From the Editor

Movie Review Archive

Thank you for checking out my movie review archive. I'm in the process of transitioning to something else, so I will no longer post new reviews to this blog. In the meantime, I will keep these reviews archived; these are from the fall of 2008 to April 2011. Please watch this blog for more info and keep in touch (you can still find me on Facebook and Twitter). Here's to more great movies!

Sincerely,
Wes Singleton

Member
North Texas Film Critics Association


Friday, September 11, 2009

Love Happens - C+

Rated PG-13 for some language including sexual references, 105 minutes

Warm, predictable and mediocre "Love Happens" needs more love

Sometimes you have to move on from your past in order to achieve love again, which is the premise of the new romantic comedy “Love Happens” starring Aaron Eckhart and that familiar “Friends” Jennifer Aniston. Familiar and predictable yet well-acted, “Love Happens” is a mediocre chick flick with considerable amount of empathy and heart though the romance is secondary, and Aniston’s role is really (and surprisingly so) a supporting one. Warm but unevenly bland, “Love Happens” needs more sizzle and less tears to have it succeed as a romantic comedy gem.

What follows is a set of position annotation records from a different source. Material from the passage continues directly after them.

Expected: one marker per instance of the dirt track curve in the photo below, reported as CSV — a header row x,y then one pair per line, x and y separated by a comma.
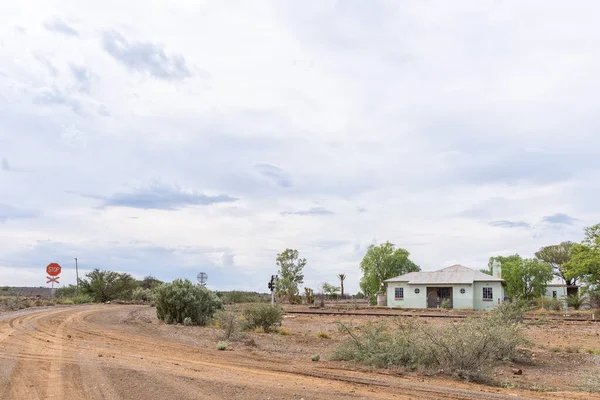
x,y
81,352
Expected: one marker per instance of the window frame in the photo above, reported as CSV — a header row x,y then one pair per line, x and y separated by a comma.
x,y
490,294
396,290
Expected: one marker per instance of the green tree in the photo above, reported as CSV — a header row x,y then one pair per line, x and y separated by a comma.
x,y
290,274
104,286
330,289
383,262
342,278
181,299
585,259
149,282
525,278
557,256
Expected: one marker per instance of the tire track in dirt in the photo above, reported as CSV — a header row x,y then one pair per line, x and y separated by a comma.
x,y
66,354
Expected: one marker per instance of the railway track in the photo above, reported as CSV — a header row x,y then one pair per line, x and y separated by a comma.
x,y
426,315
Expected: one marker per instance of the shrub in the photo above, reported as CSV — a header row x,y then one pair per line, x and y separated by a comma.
x,y
468,349
141,294
511,312
376,346
221,346
554,304
572,349
105,286
82,299
66,292
262,316
228,322
575,301
323,335
310,295
180,299
237,296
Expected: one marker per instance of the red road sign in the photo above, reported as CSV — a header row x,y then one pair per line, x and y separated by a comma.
x,y
53,269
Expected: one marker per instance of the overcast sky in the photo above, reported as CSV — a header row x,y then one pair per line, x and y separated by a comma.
x,y
169,139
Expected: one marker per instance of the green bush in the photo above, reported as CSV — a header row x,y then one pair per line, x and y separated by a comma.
x,y
511,312
262,316
228,322
141,294
82,299
221,346
575,301
180,299
66,292
468,349
237,296
554,304
105,286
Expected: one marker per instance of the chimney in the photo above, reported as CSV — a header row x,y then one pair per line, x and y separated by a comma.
x,y
497,269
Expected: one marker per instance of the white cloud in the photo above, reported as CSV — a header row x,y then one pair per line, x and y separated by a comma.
x,y
334,124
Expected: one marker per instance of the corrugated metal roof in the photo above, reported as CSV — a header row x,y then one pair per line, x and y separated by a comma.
x,y
455,274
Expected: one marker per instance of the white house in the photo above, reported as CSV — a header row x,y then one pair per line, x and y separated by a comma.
x,y
462,287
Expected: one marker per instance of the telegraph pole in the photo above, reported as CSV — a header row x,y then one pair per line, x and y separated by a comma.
x,y
77,274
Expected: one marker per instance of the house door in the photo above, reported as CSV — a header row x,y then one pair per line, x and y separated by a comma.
x,y
436,296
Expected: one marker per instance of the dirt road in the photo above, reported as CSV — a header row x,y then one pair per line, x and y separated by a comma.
x,y
90,352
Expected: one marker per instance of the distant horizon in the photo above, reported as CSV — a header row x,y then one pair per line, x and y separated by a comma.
x,y
210,137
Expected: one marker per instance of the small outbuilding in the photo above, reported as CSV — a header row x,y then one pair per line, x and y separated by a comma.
x,y
453,287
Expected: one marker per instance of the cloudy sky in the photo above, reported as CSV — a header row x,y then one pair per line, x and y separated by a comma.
x,y
211,135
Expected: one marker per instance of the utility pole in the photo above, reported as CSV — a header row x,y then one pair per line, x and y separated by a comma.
x,y
77,275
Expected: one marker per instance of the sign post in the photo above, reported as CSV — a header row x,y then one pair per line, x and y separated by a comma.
x,y
53,270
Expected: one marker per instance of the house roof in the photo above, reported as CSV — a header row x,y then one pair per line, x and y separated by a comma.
x,y
558,281
455,274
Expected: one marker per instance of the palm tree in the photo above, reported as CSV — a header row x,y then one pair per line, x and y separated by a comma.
x,y
342,277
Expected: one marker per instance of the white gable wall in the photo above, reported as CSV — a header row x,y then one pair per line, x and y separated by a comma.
x,y
471,299
497,293
462,301
411,299
561,292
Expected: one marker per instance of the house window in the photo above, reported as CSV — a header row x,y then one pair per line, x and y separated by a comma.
x,y
487,294
399,293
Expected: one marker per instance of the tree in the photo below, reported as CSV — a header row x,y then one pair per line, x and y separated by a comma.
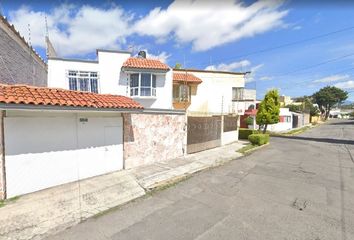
x,y
307,106
327,97
178,66
294,108
268,110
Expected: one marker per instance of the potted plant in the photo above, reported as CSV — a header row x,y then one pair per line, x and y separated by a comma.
x,y
249,122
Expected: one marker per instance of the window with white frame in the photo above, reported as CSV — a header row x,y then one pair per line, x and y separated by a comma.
x,y
237,93
143,85
181,93
83,81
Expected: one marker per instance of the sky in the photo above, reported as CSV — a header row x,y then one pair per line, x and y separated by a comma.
x,y
294,46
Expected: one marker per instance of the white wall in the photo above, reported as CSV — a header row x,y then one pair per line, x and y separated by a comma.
x,y
282,126
214,94
229,137
57,70
111,79
163,93
44,150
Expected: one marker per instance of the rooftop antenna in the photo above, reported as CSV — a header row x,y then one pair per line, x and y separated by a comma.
x,y
30,53
29,35
1,10
46,26
50,51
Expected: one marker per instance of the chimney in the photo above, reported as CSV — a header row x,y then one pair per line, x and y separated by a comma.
x,y
142,54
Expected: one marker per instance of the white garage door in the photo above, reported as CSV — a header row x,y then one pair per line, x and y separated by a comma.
x,y
42,152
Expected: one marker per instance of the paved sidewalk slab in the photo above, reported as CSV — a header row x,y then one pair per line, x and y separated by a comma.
x,y
36,215
41,214
157,174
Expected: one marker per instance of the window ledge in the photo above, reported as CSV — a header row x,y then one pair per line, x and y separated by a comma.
x,y
144,97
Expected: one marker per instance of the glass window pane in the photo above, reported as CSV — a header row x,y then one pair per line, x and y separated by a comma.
x,y
175,91
72,84
134,80
94,87
145,91
154,81
146,80
72,73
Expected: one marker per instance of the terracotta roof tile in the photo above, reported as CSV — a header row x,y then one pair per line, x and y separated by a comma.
x,y
143,63
185,77
22,94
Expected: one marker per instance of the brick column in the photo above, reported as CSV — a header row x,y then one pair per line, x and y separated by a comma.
x,y
2,158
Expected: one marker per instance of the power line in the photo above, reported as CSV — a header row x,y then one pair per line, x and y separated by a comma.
x,y
309,81
316,65
237,57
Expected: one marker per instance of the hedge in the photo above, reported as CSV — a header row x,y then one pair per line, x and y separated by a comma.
x,y
258,139
245,132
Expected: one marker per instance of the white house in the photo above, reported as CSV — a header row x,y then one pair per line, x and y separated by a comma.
x,y
213,92
285,121
147,81
53,136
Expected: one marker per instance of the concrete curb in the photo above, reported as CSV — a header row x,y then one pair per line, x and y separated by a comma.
x,y
255,149
172,176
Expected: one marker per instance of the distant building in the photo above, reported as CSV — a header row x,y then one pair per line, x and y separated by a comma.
x,y
285,100
19,63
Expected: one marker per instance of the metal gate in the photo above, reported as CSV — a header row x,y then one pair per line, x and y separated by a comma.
x,y
203,133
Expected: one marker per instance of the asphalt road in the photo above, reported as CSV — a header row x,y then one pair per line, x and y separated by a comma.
x,y
298,187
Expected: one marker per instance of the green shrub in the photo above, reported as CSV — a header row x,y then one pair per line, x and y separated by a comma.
x,y
258,139
245,132
249,121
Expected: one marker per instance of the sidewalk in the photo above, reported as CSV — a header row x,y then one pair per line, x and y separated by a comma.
x,y
40,214
158,174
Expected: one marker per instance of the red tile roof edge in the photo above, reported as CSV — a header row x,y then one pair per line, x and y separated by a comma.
x,y
17,33
36,96
186,77
145,63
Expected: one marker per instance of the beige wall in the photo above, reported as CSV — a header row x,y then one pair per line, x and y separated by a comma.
x,y
150,138
214,94
18,63
2,158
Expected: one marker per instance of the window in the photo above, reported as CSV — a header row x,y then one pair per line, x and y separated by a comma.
x,y
143,84
181,93
83,81
237,93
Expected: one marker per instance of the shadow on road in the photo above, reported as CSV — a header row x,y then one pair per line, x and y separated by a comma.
x,y
325,140
344,122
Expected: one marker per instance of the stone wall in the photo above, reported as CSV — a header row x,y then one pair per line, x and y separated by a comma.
x,y
2,163
150,138
18,63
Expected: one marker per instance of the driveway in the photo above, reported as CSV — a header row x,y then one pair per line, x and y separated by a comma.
x,y
298,187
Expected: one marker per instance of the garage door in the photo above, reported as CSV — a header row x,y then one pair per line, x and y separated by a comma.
x,y
42,152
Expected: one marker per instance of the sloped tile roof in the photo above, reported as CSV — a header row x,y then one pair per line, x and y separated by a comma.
x,y
144,63
185,77
21,38
29,95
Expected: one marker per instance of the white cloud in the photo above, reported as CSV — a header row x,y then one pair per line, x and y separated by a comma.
x,y
74,31
79,30
345,85
207,24
332,78
265,78
229,67
163,56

Eckhart is successful self-help guru Burke Ryan whose catchphrase is “A OK” and he helps people through their grief over the loss of a loved one, since he himself lost his wife in a tragic accident a few years earlier. Along with his portly, outgoing agent named Lane (Dan Fogler), he’s on the precipice of landing a major multimedia deal that will make him the next Dr. Phil. While in Seattle for a few days in a seminar, Burke meets a florist named Eloise (Aniston), who provides the hotel’s flowers. They begin to fall for each other, until Burke realizes that he hasn’t truly dealt with or been honest about his wife’s death.

“Love Happens” is a sensitive, pleasant but bland treatment filled with pop psychology clichés; the script and direction from Brandon Camp lack focus and depth and the leads aren’t onscreen enough to produce any dazzling chemistry. As a portrayal of someone struggling to face their grief there are some compelling moments, but mixed with romantic comedy it falters under an air of familiarity. Eckhart carries the film in a poignant performance, though Aniston’s role, a woefully underwritten one, is smaller than you might think. She’s missing from large chunks of the film, including several key scenes, making the romance more difficult to develop. Though she’s little more than eye candy anyway, it takes two to develop the romance.

It doesn’t help that the large supporting cast in “Love Happens” is a mixed bag. Fogler is his usual annoying self, while the always peppy Judy Greer pops in and out of a few scenes, and “Six Feet Under” actress Frances Conroy is relegated to an odd cameo as Aniston’s mother. The two more memorable supporting performances come from character actor and familiar face John Carroll Lynch (“Gran Torino”) who perfectly conveys someone struggling with bitterness and denial along with the underused Martin Sheen, seen too briefly in a sturdy performance as the confounded father-in-law begging for truth.

The romance scenes in “Love Happens” seem more like filler around the scenes in which Eckhart is trying to manage his grief, which has more heart than the romantic notions the film tries to purport. The emotional but predictable climax should come as no surprise to anyone who’s been watching, and all the strings seem so happily tied together that it rings a little false. One good thing about the film: it's handsomely filmed in and around Seattle, and makes good use of various locations, including the Space Needle and Pike's Fish Market.

"Love Happens” isn’t a terrible film by any means, just one with an identity problem that ends up mediocre and uneventful in execution.